Summary of the invention
The method that the purpose of this invention is to provide a kind of acidproof high-temperature amylase strain and produce acidproof alpha-amylase, by complex mutation to original Bacillus licheniformis system, preservation, rejuvenation, and seed selection, obtain a strain and produce the bacterium of acidproof alpha-amylase, pass through culture medium prescription optimization and optimization of fermentation condition again, set up the method for producing acidproof alpha-amylase, the alpha-amylase of producing has good acidproof activity.
Technical scheme of the present invention: the bacterium of acidproof alpha-amylase is produced in a strain, classification called after Bacillus licheniformis (Bacillus licheniformis) BL-mut 08, be preserved in Chinese typical culture collection center, deposit number is CCTCC NO:M 207193.

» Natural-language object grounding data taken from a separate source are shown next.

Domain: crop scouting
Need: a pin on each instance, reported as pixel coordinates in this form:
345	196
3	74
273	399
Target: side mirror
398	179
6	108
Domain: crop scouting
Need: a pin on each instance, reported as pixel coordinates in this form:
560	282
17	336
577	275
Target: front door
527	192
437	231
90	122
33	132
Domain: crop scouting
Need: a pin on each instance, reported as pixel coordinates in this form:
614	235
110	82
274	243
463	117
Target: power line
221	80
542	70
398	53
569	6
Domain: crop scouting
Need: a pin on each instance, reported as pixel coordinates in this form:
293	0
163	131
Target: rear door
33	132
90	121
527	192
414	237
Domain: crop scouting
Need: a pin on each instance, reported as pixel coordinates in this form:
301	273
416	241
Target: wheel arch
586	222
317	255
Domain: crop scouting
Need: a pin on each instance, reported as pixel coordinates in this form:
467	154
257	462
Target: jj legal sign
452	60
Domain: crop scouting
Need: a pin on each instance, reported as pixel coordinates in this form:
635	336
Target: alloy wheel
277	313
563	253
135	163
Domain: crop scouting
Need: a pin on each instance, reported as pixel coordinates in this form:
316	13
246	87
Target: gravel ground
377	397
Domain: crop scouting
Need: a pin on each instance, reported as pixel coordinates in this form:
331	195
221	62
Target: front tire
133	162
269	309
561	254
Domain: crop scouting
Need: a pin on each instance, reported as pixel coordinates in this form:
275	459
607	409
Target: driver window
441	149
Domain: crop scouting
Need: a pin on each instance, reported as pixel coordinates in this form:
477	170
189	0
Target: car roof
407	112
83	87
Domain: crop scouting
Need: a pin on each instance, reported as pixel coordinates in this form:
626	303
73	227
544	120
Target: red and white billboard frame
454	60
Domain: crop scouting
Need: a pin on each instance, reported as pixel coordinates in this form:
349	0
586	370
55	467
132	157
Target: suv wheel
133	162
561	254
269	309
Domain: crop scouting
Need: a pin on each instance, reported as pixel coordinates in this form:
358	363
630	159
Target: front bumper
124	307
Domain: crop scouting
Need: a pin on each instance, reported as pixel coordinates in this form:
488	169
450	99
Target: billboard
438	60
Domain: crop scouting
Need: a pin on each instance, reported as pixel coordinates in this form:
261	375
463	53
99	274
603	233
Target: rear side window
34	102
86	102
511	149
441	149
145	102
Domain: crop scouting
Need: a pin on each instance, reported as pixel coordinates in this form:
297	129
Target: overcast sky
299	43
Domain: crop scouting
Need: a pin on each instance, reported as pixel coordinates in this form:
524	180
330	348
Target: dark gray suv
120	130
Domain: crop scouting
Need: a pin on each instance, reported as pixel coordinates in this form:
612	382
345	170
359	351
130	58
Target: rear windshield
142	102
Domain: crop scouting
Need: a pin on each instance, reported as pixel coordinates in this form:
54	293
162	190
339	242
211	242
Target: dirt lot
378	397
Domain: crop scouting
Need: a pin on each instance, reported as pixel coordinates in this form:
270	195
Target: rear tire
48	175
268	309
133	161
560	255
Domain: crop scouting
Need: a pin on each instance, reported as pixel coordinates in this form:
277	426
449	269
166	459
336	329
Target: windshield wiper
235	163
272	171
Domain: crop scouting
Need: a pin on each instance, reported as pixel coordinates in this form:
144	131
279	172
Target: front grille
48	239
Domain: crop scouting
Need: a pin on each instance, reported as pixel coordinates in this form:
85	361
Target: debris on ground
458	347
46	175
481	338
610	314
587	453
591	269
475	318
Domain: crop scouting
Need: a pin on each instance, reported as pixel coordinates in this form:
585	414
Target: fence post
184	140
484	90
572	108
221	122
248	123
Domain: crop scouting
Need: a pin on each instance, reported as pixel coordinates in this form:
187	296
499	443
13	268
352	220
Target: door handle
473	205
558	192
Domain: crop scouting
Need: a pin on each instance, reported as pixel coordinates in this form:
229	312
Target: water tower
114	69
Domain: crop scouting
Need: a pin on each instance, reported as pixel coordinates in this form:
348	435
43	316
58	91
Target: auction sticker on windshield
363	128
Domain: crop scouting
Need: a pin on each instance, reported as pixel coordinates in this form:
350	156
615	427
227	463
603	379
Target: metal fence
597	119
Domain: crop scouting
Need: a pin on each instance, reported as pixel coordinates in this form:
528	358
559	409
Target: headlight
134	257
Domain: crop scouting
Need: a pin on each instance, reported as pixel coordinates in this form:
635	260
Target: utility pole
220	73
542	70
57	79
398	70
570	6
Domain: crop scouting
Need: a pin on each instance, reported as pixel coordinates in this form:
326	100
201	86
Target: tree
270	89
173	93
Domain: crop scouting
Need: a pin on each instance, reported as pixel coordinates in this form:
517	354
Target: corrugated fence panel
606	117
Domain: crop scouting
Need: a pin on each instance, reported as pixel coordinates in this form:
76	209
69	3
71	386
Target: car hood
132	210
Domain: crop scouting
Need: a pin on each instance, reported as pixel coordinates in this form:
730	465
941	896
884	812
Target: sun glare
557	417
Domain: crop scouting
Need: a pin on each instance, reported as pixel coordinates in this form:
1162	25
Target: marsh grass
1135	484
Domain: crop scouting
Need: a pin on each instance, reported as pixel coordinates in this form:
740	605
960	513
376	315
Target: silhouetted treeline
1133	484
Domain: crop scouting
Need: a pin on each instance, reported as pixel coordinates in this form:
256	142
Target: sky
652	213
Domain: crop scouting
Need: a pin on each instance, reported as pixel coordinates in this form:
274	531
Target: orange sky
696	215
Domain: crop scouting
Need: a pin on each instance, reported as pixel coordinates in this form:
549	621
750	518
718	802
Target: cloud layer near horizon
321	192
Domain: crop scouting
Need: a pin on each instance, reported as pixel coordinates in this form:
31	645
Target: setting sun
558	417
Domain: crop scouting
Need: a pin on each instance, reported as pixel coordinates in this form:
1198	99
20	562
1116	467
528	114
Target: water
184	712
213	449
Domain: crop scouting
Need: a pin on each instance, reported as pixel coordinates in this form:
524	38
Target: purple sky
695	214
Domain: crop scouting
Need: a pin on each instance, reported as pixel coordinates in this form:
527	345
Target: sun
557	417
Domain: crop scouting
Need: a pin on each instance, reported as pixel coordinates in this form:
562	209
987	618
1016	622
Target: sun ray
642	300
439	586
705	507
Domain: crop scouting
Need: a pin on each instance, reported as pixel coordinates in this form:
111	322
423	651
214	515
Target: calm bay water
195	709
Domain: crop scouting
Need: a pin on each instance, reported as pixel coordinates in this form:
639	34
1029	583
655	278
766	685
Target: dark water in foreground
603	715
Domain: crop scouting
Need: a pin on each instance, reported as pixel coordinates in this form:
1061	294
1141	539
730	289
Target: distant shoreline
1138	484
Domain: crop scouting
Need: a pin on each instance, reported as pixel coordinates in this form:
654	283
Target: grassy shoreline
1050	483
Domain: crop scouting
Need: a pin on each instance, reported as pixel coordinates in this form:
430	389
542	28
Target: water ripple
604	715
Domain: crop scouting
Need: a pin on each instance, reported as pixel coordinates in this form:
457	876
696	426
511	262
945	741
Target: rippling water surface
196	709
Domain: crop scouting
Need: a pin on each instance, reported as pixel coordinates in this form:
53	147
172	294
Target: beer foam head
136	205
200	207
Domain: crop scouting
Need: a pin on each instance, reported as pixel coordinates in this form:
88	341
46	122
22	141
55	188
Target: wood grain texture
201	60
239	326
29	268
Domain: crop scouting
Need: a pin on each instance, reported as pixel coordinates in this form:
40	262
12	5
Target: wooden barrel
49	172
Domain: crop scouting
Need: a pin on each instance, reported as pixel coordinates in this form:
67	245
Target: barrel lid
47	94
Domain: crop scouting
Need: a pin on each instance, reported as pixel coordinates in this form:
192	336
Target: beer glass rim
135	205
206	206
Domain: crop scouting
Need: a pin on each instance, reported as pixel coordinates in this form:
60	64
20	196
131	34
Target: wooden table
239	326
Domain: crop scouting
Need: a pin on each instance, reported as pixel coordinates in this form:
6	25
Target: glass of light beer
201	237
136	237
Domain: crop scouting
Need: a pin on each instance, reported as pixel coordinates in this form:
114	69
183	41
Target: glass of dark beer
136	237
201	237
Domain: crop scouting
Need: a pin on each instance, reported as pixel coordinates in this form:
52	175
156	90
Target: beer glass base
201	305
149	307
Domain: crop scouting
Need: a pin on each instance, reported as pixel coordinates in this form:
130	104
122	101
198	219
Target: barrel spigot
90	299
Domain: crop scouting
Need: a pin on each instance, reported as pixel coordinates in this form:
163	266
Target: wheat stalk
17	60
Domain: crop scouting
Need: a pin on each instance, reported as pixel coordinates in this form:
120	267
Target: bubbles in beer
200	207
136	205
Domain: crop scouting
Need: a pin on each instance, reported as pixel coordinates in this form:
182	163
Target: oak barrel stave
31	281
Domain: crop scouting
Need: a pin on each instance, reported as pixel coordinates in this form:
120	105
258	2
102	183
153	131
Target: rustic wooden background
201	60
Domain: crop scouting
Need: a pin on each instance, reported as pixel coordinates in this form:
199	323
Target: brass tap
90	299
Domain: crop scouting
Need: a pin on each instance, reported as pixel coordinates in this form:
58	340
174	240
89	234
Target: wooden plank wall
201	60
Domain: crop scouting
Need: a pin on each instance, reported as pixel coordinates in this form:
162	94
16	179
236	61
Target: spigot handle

Utilize described bacterial classification to produce the method for acidproof alpha-amylase, adopting Bacillus licheniformis (Bacilluslicheniformis) BL-mut 08 is starting strain, and through seed culture, liquid fermentation and culture and aftertreatment obtain acidproof high-temperature starch enzyme solution later on,
Slant medium is counted with g/L: beef broth 3-6, peptone 5-15, yeast powder 1-5, NaCl 1-5, starch 5-15, glucose 20-80, agar 15-25; Culture temperature 30-40 ℃, incubation time 20-40h;
The shake-flask culture base is counted with g/L: soybean cake powder 20-50, cottonseed meal 20-50, (NH
4)
2SO
41-10, CaCl
20.2-1.0, corn steep liquor 15-40, lactose 100-200, Trisodium Citrate 1-10, dipotassium hydrogen phosphate 10-20, potassium primary phosphate 5-10; Culture temperature 30-42 ℃, incubation time 20-40h;
Seed culture: the seed tank culture base is counted with g/L: glucose 50-100, yeast powder 10-50, cottonseed meal 5-20, ammonium sulfate 2-6, Trisodium Citrate 2-10, CaCl
20.2-0.9, polyether antifoam agent 0.2-0.8, dipotassium hydrogen phosphate 4-10, potassium primary phosphate 1-10; Culture condition: seeding tank volume 500L, 60% charge amount; Leavening temperature 30-40 ℃; Ventilation 0.2-1.0vvm; Tank pressure: 0.2~1.0kg/cm
2Time 20-40h;
Liquid state fermentation is cultivated: fermentation tank culture medium is counted with g/L: glucose 50-100, yeast powder 10-50, cottonseed meal 5-20, ammonium sulfate 2-6, Trisodium Citrate 2-10, CaCl
20.2-0.9, corn steep liquor 15-50, polyether antifoam agent 0.2-0.8, dipotassium hydrogen phosphate 4-10, potassium primary phosphate 1-10; Culture condition: use 5 tons of fermentor tanks to ferment, 60% charge amount, leavening temperature 30-40 ℃, ventilation 0.2-1.0vvm, tank pressure 0.2~1.0kg/cm
2, time 40-80h.
Last handling process is: after the liquid state fermentation through flocculation, press filtration, the filtrate ultrafiltration and concentration is collected concentrated solution, is acidproof high-temperature starch enzyme solution;
(1) flocculation: add after the liquid state fermentation and put jar water of fermented liquid weight 35%-45%, add and put jar CaCl of fermented liquid weight 5%-10%
2Lime aqueous solution with NaOH solution that contains 12% mass concentration and 7% mass concentration is transferred pH 9.5-10.0, add cation polypropylene acyl ammonia, make that positively charged ion polyacrylamide concentration is 50mg/kg in the system, add and put jar dextrin of fermented liquid weight 1%-2%, be heated to 60 ℃, insulated and stirred 30min;
(2) press filtration: Plate Filtration;
(3) filtrate ultrafiltration and concentration: filtrate is that the tubular fibre tubular type ultra-filtration membrane of 10000Da concentrates with molecular weight cut-off, is concentrated into and puts 50% of jar fermented liquid weight, and after measured, enzyme is lived and is 10000-25000u/mL.Measuring method: the measuring method of the high temperature resistant alpha Amylase preparation of QB/T 2306-97.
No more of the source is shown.